— Добрый день.
— Я никогда не могла понять, Варенька, за что вы меня так не любите? Казалось бы, должно быть наоборот: вы столько лет мучили моего сына, вы создали ему невыносимую жизнь, лишив выбора, и, в конце концов, свели его в могилу. Однако я по-прежнему отношусь к вам совершенно нормально, поскольку…
Мне стало тошно и от страшной правды, которую так спокойно произносили эти красивые губы, и от того цинизма, который стоял за этой правдой.
— Вы никогда не любили его, — весьма нелепо прошептала я, презирая себя за то, что втянулась в разговор. — Но его больше нет, так зачем же играть теперь?
Ее неестественно молодое лицо приблизилось к моему вплотную.
— Неужели вы действительно считаете себя вправе судить о том, что значит «любила», «не любила»? Ах, Варя, я считала вас… опытнее.
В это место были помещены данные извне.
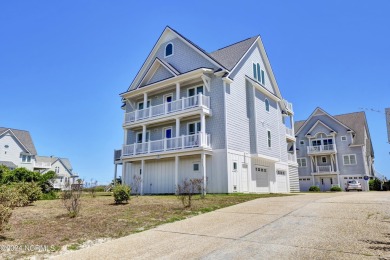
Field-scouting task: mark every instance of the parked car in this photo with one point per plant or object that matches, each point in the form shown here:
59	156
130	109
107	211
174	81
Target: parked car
353	185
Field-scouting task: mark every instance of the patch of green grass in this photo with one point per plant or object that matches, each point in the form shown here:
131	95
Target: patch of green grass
73	247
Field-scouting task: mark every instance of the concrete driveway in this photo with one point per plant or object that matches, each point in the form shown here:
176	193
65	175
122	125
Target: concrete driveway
354	225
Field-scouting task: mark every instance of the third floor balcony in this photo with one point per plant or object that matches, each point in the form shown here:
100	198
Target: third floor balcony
168	109
321	149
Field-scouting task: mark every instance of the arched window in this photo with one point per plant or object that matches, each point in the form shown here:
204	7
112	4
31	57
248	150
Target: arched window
266	105
169	50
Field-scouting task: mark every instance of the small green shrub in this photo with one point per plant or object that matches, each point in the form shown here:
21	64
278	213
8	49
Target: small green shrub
375	184
51	195
30	190
314	188
121	193
71	199
5	215
335	188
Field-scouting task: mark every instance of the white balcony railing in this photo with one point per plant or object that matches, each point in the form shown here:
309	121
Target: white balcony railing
117	155
288	105
42	165
199	100
168	144
321	149
326	168
291	157
289	131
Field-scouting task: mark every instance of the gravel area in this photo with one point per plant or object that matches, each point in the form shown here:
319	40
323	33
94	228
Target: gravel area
354	225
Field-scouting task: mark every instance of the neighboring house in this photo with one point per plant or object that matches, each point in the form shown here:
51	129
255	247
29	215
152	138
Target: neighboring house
16	149
332	150
65	176
217	116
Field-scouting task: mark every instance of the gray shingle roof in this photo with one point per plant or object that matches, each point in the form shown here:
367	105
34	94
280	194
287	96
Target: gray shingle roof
356	121
52	159
24	137
8	164
230	55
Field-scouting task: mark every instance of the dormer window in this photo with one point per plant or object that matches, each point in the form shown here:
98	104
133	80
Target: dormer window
168	50
258	73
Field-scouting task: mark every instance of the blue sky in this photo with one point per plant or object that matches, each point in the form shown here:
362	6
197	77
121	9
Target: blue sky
63	64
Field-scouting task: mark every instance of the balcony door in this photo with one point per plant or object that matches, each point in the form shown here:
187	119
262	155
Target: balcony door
139	137
192	130
168	102
193	95
169	142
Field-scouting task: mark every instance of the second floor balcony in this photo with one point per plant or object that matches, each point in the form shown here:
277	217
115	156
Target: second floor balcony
291	157
184	142
42	165
289	106
321	149
168	108
289	134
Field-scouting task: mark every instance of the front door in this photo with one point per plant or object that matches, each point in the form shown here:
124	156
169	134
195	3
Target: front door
168	101
167	136
244	178
326	183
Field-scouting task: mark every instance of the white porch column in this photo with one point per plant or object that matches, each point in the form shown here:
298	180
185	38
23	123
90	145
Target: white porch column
337	163
292	124
177	90
142	176
203	166
176	173
124	168
145	100
202	129
295	150
143	134
177	127
115	173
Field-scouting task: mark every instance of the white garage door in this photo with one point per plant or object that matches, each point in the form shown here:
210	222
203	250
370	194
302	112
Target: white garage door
305	183
159	177
262	182
281	180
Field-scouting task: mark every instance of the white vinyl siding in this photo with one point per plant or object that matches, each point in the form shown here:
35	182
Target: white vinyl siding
302	162
349	159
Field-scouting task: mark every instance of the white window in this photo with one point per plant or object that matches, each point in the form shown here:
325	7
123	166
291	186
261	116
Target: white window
193	128
302	162
26	158
168	50
195	167
139	137
258	73
349	159
141	106
194	91
269	138
260	169
234	166
266	105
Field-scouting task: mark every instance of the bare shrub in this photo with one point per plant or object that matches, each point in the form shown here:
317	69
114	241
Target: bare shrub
136	185
188	188
5	215
71	199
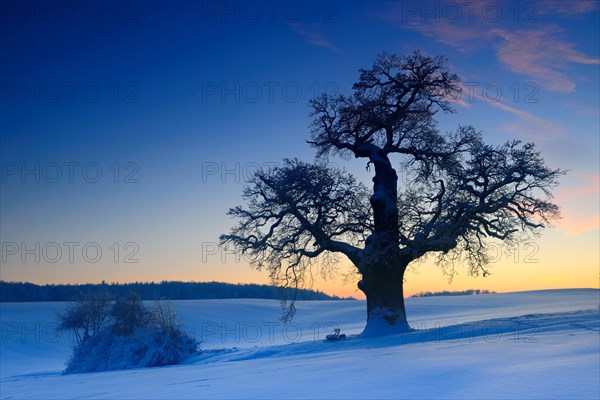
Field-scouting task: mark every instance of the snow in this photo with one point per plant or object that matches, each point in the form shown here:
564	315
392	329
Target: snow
543	345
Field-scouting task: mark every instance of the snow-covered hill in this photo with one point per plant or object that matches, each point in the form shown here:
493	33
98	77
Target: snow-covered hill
543	344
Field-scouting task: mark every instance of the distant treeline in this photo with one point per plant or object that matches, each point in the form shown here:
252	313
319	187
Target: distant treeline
468	292
23	291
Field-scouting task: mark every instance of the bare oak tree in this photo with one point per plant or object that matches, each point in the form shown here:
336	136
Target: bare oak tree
458	194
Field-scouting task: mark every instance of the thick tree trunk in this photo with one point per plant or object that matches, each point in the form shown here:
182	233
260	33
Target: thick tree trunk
386	313
383	272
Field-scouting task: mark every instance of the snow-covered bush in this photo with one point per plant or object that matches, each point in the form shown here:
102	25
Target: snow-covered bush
138	338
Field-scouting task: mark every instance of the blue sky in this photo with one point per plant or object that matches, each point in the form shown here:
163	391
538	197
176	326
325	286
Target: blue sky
175	103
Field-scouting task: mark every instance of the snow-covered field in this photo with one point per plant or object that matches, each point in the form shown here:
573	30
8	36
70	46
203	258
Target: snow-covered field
530	345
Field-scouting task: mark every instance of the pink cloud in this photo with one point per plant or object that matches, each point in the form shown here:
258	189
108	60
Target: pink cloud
527	124
539	53
536	54
580	205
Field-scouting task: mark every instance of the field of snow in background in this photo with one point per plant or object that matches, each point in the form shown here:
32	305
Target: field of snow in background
542	344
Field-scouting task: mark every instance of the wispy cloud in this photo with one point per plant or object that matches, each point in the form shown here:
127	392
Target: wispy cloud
527	125
564	7
537	54
314	35
580	205
540	53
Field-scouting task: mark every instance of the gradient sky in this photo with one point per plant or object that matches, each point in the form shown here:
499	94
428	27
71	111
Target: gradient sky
129	127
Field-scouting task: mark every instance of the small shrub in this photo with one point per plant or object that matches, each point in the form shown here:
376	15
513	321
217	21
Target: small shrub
138	338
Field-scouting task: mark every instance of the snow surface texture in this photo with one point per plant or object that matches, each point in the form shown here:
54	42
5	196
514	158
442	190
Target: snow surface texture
542	345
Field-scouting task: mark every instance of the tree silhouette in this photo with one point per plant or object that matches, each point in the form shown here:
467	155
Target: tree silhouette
458	192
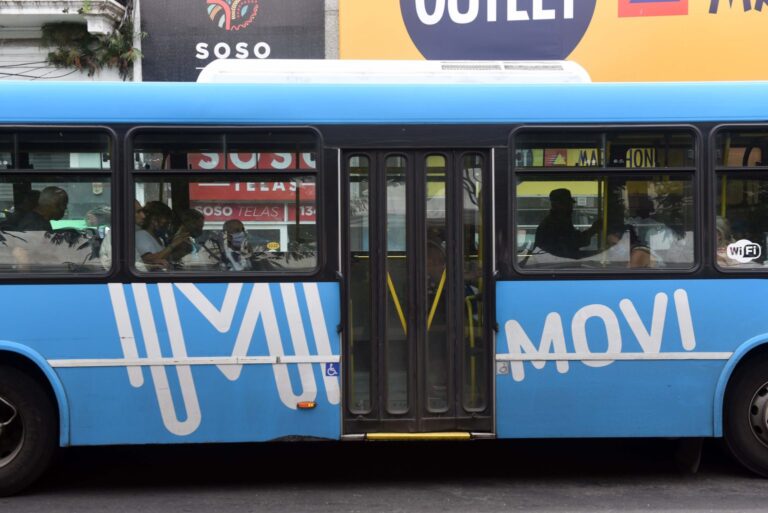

Впрочем, разговор, конечно, бессмыслен — вон идет ваш блистательный муж.
Я повернулась к улице, но Владислав вышел из магазина и, притянув меня к плечу, тут же отстранился, чтобы эффектно склониться над ручкой Ангелины.
— Как бы хороши вы ни были, Ангелина Александровна, но десятый выпуск Достоевского семинара все-таки краше. Тем не менее я должен был вас заметить.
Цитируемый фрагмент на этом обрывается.